De prinses begint al na te denken over hoe ze deze uitnoding kan afschepen
zonder al te onbeleefd te zijn. Mme de Gallardon maakt haar attent op de
aanwezigheid van Swann. Ze vindt het
toch vreemd: un Juif chez la soeur et la
belle-soeur de deux archevêques (334:39-40). De princesse des
Laumes, genaamd Oriane de Guermantes, zegt dat dat haar niet choqueert.
Zodra ze op de hoogte is gebracht van Swanns aanwezigheid,
wil de prinses nog maar één ding: door hem te worden opgemerkt. Zelfs indien
Chopin, die al lang dood is, in eigen persoon zijn preludes en polonaises was
komen spelen, dan nog zou het haar interesse niet hebben kunnen opwekken. Dit ontgaat Mme de Gallardon uiteraard
niet – wat zou haar wel ontgaan? – en zij vraagt zich giftig af: il y a des gens qui prétendent que ce M.
Swann, c’est quelqu’un qu’on ne peut pas recevoir chez soi, est-ce vrai? (335:31-33)

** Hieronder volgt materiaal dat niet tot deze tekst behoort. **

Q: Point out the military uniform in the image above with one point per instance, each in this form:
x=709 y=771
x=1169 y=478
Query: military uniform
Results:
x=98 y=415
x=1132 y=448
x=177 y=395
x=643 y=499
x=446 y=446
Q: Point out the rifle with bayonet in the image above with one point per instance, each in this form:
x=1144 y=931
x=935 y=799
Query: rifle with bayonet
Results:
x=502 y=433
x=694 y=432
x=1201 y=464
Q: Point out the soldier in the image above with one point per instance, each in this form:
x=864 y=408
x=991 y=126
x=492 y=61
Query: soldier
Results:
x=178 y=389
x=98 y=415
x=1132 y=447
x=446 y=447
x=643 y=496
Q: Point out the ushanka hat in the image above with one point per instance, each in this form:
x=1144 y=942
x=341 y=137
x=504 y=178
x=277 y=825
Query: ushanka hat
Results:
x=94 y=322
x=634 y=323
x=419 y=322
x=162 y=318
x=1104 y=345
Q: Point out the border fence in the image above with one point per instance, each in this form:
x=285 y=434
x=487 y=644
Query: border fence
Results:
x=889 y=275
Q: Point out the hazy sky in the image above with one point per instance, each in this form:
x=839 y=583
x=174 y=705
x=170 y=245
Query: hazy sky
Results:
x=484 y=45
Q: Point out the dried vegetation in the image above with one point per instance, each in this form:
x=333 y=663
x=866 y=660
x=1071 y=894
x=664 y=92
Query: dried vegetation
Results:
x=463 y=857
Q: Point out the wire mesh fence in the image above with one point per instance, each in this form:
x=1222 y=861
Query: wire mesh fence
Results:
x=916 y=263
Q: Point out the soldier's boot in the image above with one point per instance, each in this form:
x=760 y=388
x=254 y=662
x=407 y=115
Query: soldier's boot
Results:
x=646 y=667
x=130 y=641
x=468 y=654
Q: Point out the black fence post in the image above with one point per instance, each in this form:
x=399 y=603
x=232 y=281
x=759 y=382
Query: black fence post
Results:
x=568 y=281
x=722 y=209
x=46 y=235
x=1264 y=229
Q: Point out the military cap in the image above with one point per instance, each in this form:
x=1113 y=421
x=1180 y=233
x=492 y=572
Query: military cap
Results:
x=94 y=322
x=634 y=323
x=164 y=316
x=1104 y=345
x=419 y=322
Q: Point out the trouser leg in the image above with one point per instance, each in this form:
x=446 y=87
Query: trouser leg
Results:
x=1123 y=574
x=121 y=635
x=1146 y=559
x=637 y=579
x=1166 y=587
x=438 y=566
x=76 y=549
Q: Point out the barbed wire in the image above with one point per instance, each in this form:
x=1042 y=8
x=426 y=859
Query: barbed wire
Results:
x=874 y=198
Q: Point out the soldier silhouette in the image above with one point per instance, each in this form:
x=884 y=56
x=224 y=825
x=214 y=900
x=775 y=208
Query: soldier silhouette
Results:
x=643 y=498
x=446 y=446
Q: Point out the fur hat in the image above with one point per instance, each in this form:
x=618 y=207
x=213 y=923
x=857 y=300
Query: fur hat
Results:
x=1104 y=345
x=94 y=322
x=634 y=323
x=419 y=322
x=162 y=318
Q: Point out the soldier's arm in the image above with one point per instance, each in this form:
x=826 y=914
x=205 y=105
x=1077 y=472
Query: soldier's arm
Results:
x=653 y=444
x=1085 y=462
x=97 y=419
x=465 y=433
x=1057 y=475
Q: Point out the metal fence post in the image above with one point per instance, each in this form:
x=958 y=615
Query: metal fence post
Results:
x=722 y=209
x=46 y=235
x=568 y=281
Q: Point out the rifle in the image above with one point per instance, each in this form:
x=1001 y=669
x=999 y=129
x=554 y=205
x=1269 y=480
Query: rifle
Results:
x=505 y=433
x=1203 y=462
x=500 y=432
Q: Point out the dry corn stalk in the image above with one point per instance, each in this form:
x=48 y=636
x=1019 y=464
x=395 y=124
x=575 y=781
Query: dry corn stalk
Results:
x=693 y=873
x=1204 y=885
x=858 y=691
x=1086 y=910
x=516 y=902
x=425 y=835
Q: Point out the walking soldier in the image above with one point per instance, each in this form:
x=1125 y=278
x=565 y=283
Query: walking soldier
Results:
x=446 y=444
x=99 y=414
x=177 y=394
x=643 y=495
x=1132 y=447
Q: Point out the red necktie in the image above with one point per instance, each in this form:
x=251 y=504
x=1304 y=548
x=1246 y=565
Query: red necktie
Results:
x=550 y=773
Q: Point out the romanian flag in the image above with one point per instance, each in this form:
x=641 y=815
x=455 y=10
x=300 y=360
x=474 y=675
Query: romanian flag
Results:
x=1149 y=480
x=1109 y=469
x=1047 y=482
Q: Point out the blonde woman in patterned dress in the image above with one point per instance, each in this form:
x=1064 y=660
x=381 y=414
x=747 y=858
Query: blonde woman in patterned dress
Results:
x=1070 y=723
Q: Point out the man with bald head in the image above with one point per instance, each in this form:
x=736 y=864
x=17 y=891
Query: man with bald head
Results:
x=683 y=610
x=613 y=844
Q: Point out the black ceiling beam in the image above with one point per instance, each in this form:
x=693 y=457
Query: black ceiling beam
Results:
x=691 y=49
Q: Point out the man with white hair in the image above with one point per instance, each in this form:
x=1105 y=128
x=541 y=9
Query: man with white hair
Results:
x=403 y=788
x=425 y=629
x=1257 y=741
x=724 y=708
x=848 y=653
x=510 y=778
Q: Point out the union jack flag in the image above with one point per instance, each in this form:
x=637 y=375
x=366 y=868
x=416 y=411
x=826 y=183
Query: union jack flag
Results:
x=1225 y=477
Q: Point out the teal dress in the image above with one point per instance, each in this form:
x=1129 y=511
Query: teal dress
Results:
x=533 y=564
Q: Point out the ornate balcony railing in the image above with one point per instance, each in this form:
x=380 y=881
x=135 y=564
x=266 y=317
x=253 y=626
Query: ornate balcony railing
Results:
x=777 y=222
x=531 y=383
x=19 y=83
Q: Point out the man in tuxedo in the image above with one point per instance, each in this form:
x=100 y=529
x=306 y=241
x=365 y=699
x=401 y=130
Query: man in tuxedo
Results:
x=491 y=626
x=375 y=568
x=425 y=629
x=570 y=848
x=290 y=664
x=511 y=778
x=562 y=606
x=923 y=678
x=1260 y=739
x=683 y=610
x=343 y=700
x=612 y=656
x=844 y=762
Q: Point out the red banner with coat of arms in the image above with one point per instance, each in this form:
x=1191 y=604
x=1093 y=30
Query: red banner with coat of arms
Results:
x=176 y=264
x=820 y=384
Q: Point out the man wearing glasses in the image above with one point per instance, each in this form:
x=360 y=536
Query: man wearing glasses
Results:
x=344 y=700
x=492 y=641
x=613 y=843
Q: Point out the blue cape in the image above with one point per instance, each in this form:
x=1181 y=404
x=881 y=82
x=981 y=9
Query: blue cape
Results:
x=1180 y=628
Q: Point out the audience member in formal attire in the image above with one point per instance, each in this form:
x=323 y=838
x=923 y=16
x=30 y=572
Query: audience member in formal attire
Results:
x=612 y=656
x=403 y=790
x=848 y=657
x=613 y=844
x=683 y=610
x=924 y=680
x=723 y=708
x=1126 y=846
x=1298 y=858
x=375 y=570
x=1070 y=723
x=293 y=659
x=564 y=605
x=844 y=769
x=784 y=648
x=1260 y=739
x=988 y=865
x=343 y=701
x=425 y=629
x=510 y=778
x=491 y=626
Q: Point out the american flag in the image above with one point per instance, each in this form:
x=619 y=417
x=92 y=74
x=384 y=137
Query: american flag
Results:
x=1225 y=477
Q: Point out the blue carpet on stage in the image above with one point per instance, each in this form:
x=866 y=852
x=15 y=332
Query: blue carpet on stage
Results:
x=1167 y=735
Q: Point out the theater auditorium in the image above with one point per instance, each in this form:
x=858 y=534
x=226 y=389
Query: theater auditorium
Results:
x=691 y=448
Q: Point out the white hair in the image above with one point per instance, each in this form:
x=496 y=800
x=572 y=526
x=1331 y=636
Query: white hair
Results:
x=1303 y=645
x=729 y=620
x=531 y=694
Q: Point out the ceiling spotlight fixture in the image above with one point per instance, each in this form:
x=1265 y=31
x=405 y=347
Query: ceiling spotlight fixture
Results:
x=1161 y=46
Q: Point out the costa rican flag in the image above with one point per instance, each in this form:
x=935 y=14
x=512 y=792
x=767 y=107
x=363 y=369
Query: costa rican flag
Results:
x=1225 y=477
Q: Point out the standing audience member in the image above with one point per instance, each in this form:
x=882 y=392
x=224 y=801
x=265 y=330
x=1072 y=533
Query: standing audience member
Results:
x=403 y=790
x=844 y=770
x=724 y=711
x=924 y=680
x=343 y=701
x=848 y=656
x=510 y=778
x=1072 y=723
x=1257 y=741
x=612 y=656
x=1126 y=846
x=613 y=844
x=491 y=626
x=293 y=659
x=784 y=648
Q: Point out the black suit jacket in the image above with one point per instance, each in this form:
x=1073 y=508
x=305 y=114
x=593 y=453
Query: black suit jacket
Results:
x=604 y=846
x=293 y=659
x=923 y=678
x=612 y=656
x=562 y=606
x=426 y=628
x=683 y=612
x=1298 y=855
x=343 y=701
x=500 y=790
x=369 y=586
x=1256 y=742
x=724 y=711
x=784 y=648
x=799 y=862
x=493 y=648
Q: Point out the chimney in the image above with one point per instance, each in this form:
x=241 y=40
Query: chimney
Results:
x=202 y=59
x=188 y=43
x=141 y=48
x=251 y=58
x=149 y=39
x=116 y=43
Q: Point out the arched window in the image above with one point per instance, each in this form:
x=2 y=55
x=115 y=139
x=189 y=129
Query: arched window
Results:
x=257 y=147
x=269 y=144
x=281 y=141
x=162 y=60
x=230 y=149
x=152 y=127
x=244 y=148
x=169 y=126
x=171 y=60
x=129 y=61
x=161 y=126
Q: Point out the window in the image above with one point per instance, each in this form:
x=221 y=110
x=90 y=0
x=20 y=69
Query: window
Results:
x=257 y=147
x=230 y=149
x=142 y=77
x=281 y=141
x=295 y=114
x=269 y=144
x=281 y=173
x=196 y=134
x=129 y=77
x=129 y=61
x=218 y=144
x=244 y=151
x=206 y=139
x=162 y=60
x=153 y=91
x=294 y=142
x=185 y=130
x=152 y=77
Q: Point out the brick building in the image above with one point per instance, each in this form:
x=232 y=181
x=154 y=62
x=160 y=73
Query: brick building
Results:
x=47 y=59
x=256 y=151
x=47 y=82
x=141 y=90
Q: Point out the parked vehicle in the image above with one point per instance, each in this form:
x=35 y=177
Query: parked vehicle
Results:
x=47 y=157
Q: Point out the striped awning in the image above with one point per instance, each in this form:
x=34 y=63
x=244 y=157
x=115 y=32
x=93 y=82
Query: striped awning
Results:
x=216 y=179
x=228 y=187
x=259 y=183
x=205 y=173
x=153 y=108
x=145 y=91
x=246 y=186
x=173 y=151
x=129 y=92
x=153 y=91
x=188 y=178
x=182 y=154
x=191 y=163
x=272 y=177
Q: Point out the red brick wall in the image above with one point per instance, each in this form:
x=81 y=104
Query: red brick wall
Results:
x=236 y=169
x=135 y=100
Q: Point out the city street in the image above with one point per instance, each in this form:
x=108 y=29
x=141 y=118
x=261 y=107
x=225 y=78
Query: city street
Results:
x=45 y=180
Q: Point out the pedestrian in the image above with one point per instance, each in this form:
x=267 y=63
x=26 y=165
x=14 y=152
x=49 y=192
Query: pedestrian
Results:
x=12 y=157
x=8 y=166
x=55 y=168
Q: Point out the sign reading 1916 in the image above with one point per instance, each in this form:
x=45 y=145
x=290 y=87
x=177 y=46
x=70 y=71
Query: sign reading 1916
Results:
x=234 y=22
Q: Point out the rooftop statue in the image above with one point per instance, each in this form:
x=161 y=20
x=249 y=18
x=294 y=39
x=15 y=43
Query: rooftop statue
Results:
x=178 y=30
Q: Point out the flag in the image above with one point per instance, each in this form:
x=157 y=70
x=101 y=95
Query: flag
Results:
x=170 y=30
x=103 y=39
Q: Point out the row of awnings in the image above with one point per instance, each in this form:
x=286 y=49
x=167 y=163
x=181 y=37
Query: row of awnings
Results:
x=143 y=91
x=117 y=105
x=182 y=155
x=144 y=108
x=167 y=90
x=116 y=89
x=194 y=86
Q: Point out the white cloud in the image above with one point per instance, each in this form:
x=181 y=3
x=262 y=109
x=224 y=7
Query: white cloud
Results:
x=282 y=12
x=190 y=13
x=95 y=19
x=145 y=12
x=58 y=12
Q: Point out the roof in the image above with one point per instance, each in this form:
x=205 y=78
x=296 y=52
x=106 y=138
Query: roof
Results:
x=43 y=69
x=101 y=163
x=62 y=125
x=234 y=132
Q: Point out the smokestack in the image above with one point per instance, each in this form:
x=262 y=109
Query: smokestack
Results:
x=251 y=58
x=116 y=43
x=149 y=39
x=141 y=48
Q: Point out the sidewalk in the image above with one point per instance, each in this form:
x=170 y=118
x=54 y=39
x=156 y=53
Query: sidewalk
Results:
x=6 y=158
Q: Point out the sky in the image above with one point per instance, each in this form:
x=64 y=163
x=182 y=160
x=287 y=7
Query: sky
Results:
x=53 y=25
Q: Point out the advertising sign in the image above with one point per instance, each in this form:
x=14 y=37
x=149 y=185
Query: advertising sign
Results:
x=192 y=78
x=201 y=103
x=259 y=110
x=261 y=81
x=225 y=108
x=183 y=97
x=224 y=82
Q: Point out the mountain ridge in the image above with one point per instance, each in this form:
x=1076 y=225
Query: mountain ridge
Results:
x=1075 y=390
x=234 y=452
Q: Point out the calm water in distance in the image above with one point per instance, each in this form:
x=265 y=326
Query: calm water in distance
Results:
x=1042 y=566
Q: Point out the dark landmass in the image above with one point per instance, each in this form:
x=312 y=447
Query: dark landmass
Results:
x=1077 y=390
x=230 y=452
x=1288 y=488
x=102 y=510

Maar ze krijgt lik op stuk: tu dois bien
savoir que c’est vrai, répondit la princesse des Laumes, puisque tu l’as invité
cinquante fois et qu’il n’est jamais venu (335:34-36). Exit Mme de
Gallardon, de staart tussen de benen.
Het is nu de beurt aan de gastvrouw, Mme de Saint-Euverte,
om de aanwezigheid van de hoge gaste op te merken. Door een manoeuvre van Mme
de Cambremer, die een kaars die op de piano wankelt onder de hevige aanslagen
van de Chopin-interpreet voor vallen wil behoeden, komt de prinses des Laumes
echter naast generaal de Froberville te staan. Tussen hen ontspint zich een dialoog
waarin de prinses, telg van een oude aristocratie, bijzonder nuffig de nieuwe,
door Napoleon in de adelstand verheven, aristocratie hekelt en – pars pro
toto-gewijs – in dezelfde moeite ook de voorliefde van die nieuwe aristocratie
voor Empire-meubilair. De generaal verdedigt de helden, maar de prinses wuift
dat argument weg: het heldendom lijkt haar niet het beste criterium voor
sociale omgang. Ze vindt het al lastig om gewoon, onder gelijken, diners te
organiseren, laat staan s’il fallait
offrir le bras à Spartacus pour aller à table (339:37-8)!